The first exercise of this 10 Minute AB Burner workout is the Plank which is performed during the first minute of the routine.
How to perform the plank:
- Begin the exercise by positioning yourself in a traditional push-up position with your body elevated off the floor.
- Lower your forearms to the floor ensuring both your elbows and palms are flat on the ground with your elbows directly below your shoulders.
- While curing onto your toes engage your abdominal muscles by pitching your pelvis region and contracting your abs towards your lower back.
- Maintain a perfectly straight body allowing your spine and neck to remain neutral.
- Now contract your abdominals and hold the position for one minute.
Stability Ball Crunch
The second exercise is known as the Stability Ball Crunch and requires the use of a medicine ball. How to perform the Stability Ball Crunch
- Start the exercise by rolling outwards on the ball until your shoulder blades, back and tailbone are resting on the ball.
- Both feet should be parallel to each other at shoulder-width apart and knees bent at 90 degree angles while evenly distributing your bodyweight across your feet.
- Placing both hands behind your head force your shoulder blades together pulling your elbows back maintaining a straight back. Your head should be perfectly aligned with your spine, tucking your chin inwards during the upward stage of the exercise.
- Exhale and engage your core and abdominal muscles and slightly touch your chin towards your chest curling your torso towards your thighs until your upper back is no longer on the medicine ball.
- Hold this position for one count while maintaining your balance and slowly straighten your body to the starting position exhaling as you uncurl.
- Perform as many exercise as you can in one minute.
The Bicycle Crunch
The third exercise is known as the the Bicycle Crunch which really does not need any introduction. As it is one of the easier performed abdominal exercises
- most professional trainers often suggest that beginners try not to pull on the neck during the exercise
- ensure the elbows are crossed over the body to touch the opposite knee.
- Perform the exercise as many reps as possible for one minute.
Traditional Leg Lift
The traditional Leg lift will be our fourth exercise of the 10 Minute Ab Burner workout.Useful tips when performing the Leg Lift:
- Slightly bending the legs during the lift reduces the amount of pressure exerted on the back
- For a more challenging experience keep your legs straight.
- Perform the exercise for one minute.
The Back Extension
The final exercise of the workout is the Back Extension
How to perform the Back Extension:
- Begin the exercise by laying on your stomach, facedown and both arms laid out in front of you palms down and legs fully extended behind you. Similar to assumed position of those guys you'll often see on the television show "Cops".
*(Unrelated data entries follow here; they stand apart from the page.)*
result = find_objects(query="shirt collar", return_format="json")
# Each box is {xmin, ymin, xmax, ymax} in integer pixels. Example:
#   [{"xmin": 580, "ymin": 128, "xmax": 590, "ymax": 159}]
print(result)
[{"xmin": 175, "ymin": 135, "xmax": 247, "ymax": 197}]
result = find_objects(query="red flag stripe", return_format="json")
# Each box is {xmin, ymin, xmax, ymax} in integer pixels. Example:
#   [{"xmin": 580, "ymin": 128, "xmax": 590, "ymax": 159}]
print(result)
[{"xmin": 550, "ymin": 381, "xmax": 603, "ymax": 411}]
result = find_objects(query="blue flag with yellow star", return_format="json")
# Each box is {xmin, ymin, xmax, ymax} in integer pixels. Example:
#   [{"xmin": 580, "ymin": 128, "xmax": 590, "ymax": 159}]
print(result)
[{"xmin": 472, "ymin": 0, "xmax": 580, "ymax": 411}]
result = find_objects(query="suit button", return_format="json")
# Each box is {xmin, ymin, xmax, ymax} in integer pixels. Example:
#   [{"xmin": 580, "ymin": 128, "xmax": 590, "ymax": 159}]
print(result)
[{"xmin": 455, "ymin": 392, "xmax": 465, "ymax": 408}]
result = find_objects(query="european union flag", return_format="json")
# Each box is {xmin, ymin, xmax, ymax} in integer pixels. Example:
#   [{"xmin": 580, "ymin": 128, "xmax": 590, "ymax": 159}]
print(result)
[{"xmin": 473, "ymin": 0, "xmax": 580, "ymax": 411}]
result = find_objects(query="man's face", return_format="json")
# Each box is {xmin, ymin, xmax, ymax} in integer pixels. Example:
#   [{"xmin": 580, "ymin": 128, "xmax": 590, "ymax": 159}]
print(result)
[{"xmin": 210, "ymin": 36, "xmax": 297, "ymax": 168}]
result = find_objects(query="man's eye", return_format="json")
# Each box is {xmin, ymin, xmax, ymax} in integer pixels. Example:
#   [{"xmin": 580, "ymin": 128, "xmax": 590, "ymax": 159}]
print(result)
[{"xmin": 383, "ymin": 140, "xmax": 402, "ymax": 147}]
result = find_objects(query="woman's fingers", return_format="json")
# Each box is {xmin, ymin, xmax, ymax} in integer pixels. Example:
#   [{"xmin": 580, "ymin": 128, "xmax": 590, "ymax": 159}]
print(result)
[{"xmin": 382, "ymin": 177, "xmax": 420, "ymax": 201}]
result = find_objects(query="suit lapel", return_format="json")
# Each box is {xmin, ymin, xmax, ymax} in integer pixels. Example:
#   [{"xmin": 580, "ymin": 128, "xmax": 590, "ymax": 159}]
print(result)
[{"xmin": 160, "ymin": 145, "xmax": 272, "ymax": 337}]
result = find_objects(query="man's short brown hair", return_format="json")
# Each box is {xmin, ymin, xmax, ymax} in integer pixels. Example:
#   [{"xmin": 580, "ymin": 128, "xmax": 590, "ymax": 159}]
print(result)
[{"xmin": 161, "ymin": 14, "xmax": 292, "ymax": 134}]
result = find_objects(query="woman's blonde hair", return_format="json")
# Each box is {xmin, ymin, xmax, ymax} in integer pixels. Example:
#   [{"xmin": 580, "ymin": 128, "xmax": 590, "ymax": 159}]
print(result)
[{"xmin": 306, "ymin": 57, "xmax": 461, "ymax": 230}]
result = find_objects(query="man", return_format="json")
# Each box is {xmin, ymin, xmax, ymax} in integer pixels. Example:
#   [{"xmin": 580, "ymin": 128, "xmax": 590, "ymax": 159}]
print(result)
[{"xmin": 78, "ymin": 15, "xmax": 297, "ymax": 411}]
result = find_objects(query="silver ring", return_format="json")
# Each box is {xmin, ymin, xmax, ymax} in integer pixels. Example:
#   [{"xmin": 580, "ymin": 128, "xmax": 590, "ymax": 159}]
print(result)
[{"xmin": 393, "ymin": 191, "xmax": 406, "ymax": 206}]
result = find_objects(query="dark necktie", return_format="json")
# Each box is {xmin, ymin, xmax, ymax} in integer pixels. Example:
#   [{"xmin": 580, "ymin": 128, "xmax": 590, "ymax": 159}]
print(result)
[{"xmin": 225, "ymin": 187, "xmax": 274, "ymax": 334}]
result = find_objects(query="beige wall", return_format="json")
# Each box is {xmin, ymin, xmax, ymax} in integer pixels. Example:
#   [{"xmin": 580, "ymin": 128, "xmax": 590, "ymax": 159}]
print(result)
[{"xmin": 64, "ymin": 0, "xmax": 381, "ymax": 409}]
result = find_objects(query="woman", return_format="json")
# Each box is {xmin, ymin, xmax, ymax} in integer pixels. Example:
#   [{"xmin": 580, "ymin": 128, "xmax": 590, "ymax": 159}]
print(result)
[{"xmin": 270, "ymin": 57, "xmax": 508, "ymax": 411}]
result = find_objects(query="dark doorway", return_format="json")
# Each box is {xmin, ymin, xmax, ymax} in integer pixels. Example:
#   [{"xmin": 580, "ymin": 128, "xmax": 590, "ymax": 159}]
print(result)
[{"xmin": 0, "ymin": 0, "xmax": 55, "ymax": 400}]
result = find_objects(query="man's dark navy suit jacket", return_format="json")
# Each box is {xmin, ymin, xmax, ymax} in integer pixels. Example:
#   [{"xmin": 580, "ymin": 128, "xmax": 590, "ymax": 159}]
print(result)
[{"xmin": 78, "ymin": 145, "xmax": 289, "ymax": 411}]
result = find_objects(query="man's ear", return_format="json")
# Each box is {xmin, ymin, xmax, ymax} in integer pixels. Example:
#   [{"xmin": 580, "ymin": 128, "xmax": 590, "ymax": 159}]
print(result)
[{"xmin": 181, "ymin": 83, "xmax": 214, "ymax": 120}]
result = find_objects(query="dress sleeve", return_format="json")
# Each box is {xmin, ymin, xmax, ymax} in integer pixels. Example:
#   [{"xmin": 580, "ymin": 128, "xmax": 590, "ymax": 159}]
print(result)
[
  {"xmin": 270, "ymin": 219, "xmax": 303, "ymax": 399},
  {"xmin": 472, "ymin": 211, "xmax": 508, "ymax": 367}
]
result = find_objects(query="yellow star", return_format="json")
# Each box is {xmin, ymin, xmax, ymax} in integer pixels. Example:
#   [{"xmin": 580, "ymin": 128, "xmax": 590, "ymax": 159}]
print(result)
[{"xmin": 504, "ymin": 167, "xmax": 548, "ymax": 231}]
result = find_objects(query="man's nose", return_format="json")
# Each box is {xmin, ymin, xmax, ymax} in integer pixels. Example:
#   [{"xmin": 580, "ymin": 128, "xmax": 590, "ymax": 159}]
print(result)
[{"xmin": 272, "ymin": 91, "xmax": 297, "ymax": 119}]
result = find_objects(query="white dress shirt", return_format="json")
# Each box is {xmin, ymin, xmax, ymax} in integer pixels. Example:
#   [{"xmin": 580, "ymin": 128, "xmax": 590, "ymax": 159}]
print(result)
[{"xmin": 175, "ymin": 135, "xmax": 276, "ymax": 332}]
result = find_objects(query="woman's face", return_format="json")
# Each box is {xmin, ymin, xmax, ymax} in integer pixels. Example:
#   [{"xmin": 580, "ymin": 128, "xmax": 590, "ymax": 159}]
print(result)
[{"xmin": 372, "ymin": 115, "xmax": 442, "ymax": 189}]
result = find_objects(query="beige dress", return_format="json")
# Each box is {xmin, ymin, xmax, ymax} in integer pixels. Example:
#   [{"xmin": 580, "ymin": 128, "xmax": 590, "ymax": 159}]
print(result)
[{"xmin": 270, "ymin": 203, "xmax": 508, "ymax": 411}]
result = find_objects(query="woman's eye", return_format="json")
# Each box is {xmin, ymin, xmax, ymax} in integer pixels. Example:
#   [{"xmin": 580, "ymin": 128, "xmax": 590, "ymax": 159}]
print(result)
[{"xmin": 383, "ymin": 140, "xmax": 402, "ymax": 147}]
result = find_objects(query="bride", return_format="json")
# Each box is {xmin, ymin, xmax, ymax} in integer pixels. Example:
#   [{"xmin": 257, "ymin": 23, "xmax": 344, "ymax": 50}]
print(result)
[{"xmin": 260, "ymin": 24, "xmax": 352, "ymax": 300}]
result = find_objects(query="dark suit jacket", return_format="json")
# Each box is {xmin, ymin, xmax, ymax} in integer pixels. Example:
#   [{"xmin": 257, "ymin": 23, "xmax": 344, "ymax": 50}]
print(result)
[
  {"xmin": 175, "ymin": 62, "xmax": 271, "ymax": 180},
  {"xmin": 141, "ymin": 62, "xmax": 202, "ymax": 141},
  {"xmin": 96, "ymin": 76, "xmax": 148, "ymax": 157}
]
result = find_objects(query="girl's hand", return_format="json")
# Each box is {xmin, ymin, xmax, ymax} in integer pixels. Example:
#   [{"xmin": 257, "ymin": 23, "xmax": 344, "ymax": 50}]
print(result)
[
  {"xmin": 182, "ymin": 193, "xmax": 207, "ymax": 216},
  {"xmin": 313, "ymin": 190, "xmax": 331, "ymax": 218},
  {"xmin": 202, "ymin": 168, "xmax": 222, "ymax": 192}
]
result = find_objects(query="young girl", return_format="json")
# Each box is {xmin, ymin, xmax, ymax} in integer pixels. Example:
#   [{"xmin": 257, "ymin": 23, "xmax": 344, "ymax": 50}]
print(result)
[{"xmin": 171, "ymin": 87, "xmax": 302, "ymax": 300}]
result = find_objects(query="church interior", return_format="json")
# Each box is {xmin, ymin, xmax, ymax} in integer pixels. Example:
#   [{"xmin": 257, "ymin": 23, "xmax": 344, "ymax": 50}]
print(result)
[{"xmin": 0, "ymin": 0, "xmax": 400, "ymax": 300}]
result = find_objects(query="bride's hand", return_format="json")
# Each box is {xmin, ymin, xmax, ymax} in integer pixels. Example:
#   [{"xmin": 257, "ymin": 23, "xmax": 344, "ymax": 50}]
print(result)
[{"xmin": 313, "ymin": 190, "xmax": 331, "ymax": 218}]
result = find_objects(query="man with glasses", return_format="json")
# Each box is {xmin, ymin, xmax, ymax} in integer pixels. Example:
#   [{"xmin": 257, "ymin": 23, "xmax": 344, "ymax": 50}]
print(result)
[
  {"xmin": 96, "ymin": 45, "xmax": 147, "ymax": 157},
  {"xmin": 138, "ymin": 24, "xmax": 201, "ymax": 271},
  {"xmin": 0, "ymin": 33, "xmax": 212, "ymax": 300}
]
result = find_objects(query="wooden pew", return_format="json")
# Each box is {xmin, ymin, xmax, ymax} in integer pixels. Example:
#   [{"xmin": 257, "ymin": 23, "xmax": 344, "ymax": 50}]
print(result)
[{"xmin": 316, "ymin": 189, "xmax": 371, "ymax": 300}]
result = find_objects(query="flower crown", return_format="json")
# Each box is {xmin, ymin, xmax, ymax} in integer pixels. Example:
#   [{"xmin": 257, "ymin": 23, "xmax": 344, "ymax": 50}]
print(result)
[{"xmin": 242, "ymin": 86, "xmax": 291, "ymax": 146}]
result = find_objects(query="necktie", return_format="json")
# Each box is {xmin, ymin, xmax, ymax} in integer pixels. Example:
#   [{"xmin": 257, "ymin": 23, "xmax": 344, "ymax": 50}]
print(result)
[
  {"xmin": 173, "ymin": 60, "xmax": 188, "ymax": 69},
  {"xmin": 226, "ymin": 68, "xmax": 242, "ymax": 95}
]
- Engage and contract your abdominal muscles as mush as you possibly can lifting your right arm and left leg off the floor and extending yourself outward.
- Hold this position for a minimum of five seconds before lowering your arm and leg and repeat the motion with the left arm and right leg.
- Repeat the exercise on alternating sides until your sixty seconds are up.
For maximum results you can perform the 10 Minute AB Burner workout in as many sets as your daily schedule permits.